Found, Not Farmed

The days are getting shorter. The light is fading to winter gray. And in forests all over the Western Hemisphere, mushrooms are popping up beneath burned-out pines and spreading oaks. It’s gotten so that all I can think about is going out and hunting. And I’m not the only one. The BBC News has an excellent video primer on how to forage for wild food (which they charmingly call “hedgerow food”), especially edible fungi. Similar mass-media guides for American would-be mushroom hunters are rare; Yanks tend to be so spooked by the dangers of wild ‘shrooms that no respectable publication would dare run a how-to feature on foraging.

Yet interest in foraging is starting to grow stateside, pushed along by the fresh/seasonal/organic movement. Michael Pollan’s seminal book, The Omnivore’s Dilemma, has a whole chapter on foraging that awoke a hunter-gatherer longing in many.

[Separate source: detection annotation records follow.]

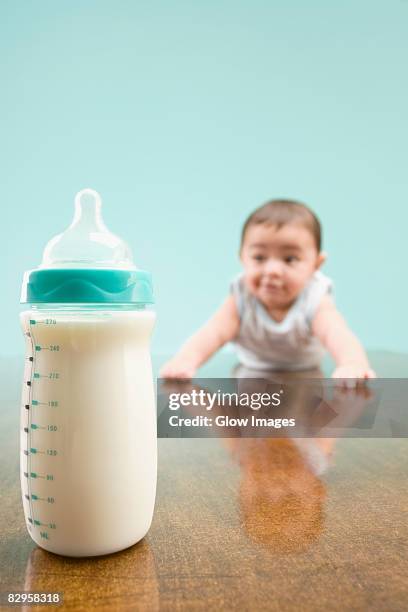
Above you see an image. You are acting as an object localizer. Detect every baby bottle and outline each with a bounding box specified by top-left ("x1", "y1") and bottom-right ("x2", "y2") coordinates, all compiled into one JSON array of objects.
[{"x1": 20, "y1": 189, "x2": 157, "y2": 557}]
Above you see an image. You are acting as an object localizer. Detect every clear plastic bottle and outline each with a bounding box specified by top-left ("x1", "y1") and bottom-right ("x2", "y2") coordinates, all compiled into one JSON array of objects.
[{"x1": 20, "y1": 189, "x2": 157, "y2": 557}]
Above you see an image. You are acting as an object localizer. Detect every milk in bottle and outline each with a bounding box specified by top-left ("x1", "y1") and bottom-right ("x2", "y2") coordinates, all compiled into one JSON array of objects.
[{"x1": 20, "y1": 189, "x2": 157, "y2": 557}]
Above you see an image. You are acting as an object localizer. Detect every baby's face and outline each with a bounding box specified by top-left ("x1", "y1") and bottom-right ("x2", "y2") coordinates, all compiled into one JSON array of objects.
[{"x1": 241, "y1": 223, "x2": 324, "y2": 309}]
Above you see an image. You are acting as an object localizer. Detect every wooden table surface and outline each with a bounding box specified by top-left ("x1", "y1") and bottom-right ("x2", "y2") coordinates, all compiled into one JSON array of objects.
[{"x1": 0, "y1": 353, "x2": 408, "y2": 612}]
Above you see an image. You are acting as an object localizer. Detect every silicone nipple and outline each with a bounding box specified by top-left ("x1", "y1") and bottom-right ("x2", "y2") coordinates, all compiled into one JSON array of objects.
[{"x1": 40, "y1": 189, "x2": 136, "y2": 270}]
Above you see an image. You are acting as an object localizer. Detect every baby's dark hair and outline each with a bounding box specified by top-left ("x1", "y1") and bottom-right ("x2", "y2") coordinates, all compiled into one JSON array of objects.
[{"x1": 240, "y1": 200, "x2": 322, "y2": 253}]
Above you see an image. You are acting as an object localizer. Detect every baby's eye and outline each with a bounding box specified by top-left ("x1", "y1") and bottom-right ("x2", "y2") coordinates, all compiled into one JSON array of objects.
[{"x1": 285, "y1": 255, "x2": 299, "y2": 264}]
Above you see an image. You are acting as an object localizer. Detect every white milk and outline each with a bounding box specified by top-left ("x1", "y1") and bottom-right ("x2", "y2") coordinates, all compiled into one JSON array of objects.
[{"x1": 21, "y1": 309, "x2": 157, "y2": 556}]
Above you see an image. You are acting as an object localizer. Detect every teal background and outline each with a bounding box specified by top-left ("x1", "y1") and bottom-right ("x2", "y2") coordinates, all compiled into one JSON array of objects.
[{"x1": 0, "y1": 0, "x2": 408, "y2": 354}]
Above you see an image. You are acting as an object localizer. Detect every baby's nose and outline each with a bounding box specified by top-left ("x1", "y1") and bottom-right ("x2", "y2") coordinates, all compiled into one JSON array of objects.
[{"x1": 265, "y1": 257, "x2": 283, "y2": 276}]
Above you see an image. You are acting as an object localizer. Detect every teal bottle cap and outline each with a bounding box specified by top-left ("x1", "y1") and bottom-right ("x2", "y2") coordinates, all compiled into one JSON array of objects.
[{"x1": 20, "y1": 189, "x2": 154, "y2": 306}]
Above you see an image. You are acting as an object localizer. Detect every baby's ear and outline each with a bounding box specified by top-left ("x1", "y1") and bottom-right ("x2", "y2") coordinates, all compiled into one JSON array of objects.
[{"x1": 316, "y1": 251, "x2": 327, "y2": 270}]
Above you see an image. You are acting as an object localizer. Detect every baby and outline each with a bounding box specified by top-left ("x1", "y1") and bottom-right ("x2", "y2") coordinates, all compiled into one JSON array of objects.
[{"x1": 160, "y1": 200, "x2": 375, "y2": 382}]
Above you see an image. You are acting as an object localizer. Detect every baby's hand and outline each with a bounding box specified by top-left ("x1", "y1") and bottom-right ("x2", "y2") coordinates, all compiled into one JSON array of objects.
[
  {"x1": 332, "y1": 363, "x2": 377, "y2": 388},
  {"x1": 160, "y1": 355, "x2": 196, "y2": 380}
]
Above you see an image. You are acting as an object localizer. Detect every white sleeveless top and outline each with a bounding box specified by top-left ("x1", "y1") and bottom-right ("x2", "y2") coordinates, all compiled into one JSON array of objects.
[{"x1": 231, "y1": 270, "x2": 333, "y2": 370}]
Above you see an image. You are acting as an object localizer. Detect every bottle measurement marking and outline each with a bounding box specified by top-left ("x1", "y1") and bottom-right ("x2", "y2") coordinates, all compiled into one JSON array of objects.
[
  {"x1": 24, "y1": 472, "x2": 54, "y2": 482},
  {"x1": 27, "y1": 517, "x2": 57, "y2": 529},
  {"x1": 24, "y1": 446, "x2": 58, "y2": 456},
  {"x1": 34, "y1": 372, "x2": 60, "y2": 380},
  {"x1": 35, "y1": 344, "x2": 60, "y2": 353},
  {"x1": 31, "y1": 493, "x2": 55, "y2": 504},
  {"x1": 23, "y1": 318, "x2": 61, "y2": 540}
]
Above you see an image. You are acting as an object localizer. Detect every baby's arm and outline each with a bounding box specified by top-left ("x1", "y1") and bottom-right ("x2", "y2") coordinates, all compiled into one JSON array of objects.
[
  {"x1": 312, "y1": 296, "x2": 375, "y2": 378},
  {"x1": 160, "y1": 295, "x2": 239, "y2": 378}
]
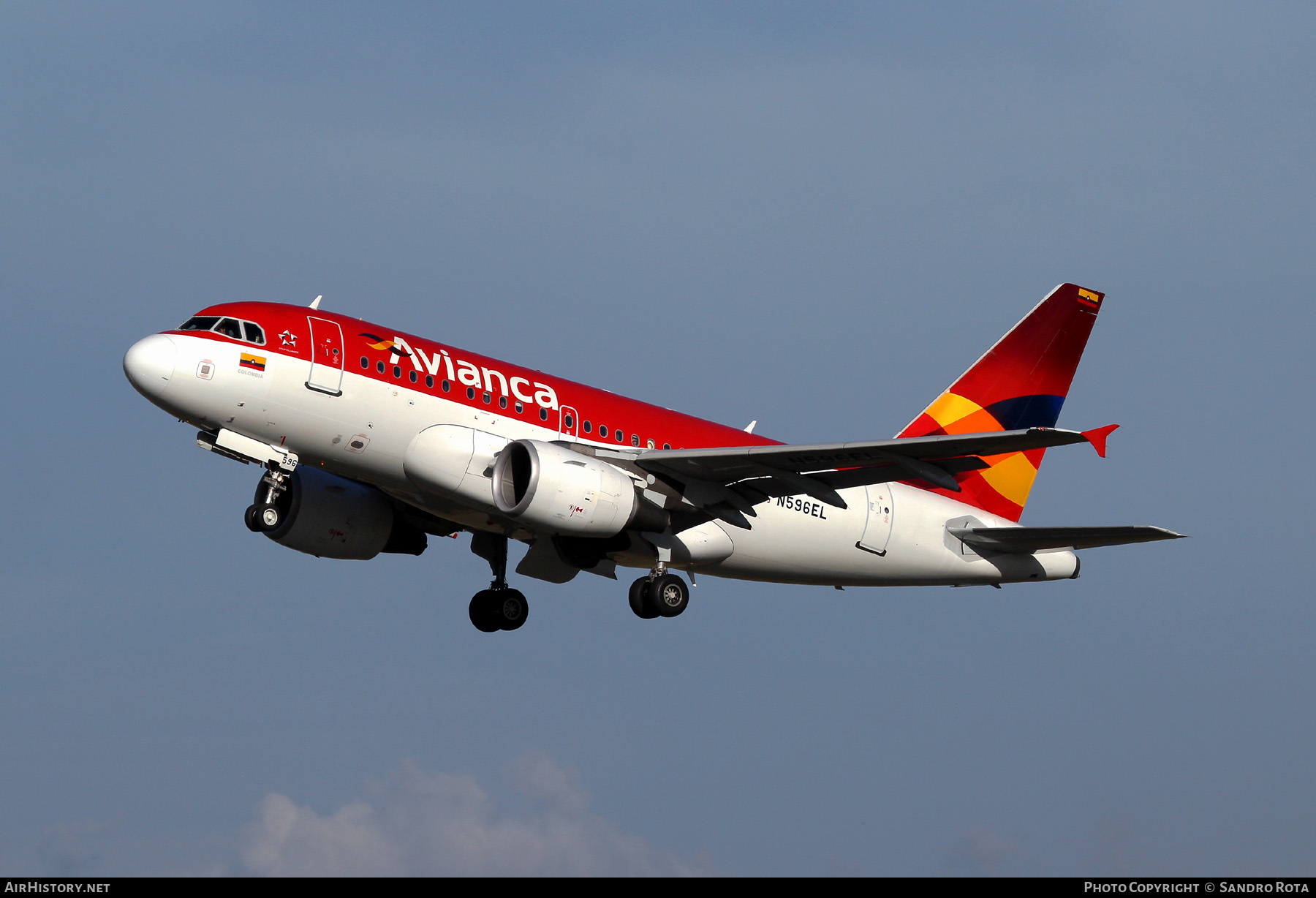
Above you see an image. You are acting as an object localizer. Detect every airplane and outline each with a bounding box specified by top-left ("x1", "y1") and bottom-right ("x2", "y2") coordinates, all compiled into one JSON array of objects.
[{"x1": 124, "y1": 283, "x2": 1181, "y2": 632}]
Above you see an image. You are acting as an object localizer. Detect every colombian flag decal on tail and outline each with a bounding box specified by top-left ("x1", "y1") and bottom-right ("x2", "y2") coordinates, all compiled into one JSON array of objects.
[{"x1": 899, "y1": 284, "x2": 1105, "y2": 521}]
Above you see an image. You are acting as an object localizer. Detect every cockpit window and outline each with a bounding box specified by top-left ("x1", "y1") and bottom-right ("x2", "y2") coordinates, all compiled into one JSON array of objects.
[
  {"x1": 179, "y1": 314, "x2": 265, "y2": 347},
  {"x1": 214, "y1": 319, "x2": 242, "y2": 340}
]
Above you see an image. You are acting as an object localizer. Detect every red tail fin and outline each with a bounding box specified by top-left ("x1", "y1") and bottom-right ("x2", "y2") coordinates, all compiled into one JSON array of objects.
[{"x1": 898, "y1": 283, "x2": 1104, "y2": 521}]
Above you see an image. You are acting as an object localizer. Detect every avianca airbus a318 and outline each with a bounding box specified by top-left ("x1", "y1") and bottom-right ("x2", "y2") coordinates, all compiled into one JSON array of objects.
[{"x1": 124, "y1": 284, "x2": 1179, "y2": 632}]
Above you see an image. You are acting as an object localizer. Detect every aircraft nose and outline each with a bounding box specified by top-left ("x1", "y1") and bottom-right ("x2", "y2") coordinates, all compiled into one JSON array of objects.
[{"x1": 124, "y1": 333, "x2": 178, "y2": 399}]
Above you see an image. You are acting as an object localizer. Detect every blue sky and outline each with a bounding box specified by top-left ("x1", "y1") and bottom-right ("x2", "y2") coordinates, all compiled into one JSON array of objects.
[{"x1": 0, "y1": 3, "x2": 1316, "y2": 875}]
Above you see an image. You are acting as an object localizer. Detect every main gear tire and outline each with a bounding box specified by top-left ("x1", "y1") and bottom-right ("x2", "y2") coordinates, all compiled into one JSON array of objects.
[
  {"x1": 630, "y1": 577, "x2": 658, "y2": 620},
  {"x1": 648, "y1": 574, "x2": 689, "y2": 617},
  {"x1": 467, "y1": 590, "x2": 502, "y2": 633},
  {"x1": 255, "y1": 505, "x2": 283, "y2": 533},
  {"x1": 491, "y1": 590, "x2": 530, "y2": 630}
]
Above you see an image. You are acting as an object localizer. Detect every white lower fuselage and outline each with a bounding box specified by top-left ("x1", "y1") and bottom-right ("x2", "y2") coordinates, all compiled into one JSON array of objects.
[{"x1": 136, "y1": 333, "x2": 1078, "y2": 586}]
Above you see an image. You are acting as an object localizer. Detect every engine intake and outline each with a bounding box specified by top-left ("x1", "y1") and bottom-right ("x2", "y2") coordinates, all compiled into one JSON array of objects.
[{"x1": 494, "y1": 439, "x2": 668, "y2": 536}]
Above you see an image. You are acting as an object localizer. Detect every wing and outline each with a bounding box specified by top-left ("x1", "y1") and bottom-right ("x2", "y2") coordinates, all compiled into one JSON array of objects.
[{"x1": 946, "y1": 525, "x2": 1184, "y2": 554}]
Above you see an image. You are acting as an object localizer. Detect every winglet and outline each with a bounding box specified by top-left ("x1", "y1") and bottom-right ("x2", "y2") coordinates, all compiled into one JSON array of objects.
[{"x1": 1083, "y1": 424, "x2": 1119, "y2": 459}]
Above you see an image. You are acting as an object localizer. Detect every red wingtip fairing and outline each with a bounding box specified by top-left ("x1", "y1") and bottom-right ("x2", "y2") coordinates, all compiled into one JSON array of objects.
[{"x1": 1083, "y1": 424, "x2": 1120, "y2": 459}]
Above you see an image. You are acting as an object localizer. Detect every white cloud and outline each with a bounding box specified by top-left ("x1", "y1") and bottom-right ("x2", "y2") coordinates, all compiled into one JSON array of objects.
[{"x1": 240, "y1": 755, "x2": 711, "y2": 875}]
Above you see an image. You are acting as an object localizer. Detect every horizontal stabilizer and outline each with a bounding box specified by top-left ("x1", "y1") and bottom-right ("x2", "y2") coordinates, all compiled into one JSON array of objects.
[
  {"x1": 629, "y1": 426, "x2": 1087, "y2": 483},
  {"x1": 946, "y1": 525, "x2": 1184, "y2": 554}
]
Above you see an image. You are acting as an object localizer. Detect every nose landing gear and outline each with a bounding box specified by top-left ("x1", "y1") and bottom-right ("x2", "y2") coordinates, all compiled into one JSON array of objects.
[
  {"x1": 469, "y1": 532, "x2": 530, "y2": 633},
  {"x1": 242, "y1": 462, "x2": 291, "y2": 533}
]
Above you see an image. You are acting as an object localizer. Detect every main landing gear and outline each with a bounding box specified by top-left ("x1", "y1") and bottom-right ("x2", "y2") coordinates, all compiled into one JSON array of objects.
[
  {"x1": 630, "y1": 567, "x2": 689, "y2": 620},
  {"x1": 470, "y1": 532, "x2": 530, "y2": 633}
]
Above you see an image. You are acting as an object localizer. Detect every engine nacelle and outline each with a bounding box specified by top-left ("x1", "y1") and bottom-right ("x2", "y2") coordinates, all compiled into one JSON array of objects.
[
  {"x1": 403, "y1": 424, "x2": 507, "y2": 508},
  {"x1": 255, "y1": 465, "x2": 428, "y2": 561},
  {"x1": 494, "y1": 439, "x2": 666, "y2": 536}
]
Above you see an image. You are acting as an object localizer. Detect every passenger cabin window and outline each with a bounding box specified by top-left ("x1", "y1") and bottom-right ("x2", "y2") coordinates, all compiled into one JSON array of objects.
[{"x1": 214, "y1": 319, "x2": 242, "y2": 340}]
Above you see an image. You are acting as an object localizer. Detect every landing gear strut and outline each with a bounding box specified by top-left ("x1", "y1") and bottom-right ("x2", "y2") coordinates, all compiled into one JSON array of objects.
[
  {"x1": 470, "y1": 532, "x2": 530, "y2": 633},
  {"x1": 242, "y1": 462, "x2": 291, "y2": 533}
]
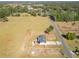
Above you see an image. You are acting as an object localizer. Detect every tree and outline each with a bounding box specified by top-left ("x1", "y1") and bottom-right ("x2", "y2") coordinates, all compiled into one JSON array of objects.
[{"x1": 66, "y1": 32, "x2": 75, "y2": 40}]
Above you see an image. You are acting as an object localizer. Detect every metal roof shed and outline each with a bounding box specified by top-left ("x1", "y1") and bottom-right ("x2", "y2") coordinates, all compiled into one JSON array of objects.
[{"x1": 37, "y1": 35, "x2": 46, "y2": 43}]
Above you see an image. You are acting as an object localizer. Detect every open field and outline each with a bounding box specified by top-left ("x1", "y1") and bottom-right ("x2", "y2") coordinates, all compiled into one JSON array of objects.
[
  {"x1": 0, "y1": 16, "x2": 62, "y2": 57},
  {"x1": 57, "y1": 21, "x2": 79, "y2": 57}
]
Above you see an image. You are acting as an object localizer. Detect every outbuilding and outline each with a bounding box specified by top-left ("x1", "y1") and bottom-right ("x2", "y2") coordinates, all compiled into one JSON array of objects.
[{"x1": 37, "y1": 35, "x2": 46, "y2": 43}]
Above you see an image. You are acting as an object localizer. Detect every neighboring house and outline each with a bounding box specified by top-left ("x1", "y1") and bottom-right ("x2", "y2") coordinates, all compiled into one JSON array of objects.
[{"x1": 37, "y1": 35, "x2": 46, "y2": 43}]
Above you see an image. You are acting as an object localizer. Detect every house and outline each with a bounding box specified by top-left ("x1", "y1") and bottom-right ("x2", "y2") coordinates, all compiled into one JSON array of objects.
[{"x1": 37, "y1": 35, "x2": 46, "y2": 43}]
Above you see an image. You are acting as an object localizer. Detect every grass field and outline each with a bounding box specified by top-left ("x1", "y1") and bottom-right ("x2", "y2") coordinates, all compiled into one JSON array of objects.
[{"x1": 0, "y1": 16, "x2": 50, "y2": 57}]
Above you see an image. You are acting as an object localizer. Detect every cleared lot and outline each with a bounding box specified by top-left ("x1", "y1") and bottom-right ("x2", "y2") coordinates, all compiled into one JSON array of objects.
[{"x1": 0, "y1": 16, "x2": 62, "y2": 57}]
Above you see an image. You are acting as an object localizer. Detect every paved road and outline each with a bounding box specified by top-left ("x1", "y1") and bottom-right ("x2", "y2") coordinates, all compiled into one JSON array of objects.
[{"x1": 51, "y1": 20, "x2": 75, "y2": 58}]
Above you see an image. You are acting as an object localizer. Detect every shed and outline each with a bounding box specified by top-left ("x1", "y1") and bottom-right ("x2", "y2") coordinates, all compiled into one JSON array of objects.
[{"x1": 37, "y1": 35, "x2": 46, "y2": 43}]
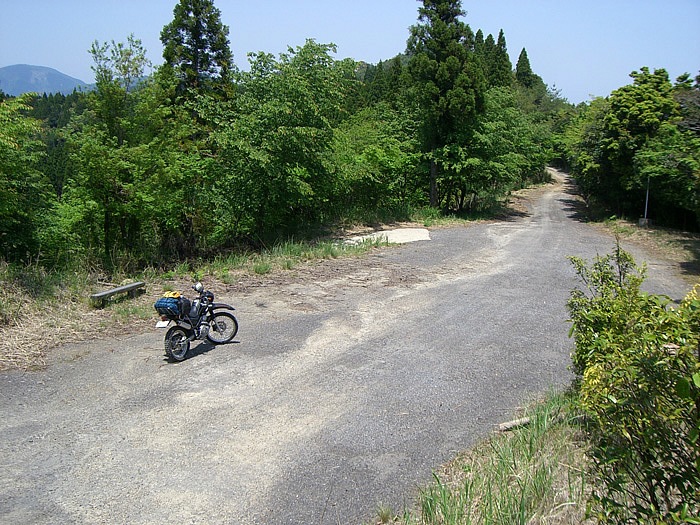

But an interview with a Seattle-area forager in food blog the Ethicurean and an entry from personal blog Hoarded Ordinaries illustrate the problem with learning how to forage: You just can’t do it with books. In the Old World, you learned from your uncle or your mom what could be eaten and what couldn’t. In our supermarket age, there aren’t many people around to show you how and where to pick. Is the chanterelle you’ve found the real deal, or the false chanterelle that’ll kill you dead? Are those huckleberries or nightshade? It takes a lot of nerve to trust a picture in a field guide. Probably best to restrict your foraging to organized trips with experienced guides.

If you do manage to get your hands on some wild mushrooms, Sunset magazine has a great compendium of mushroom recipes. The morel-sherry gratin is to die for.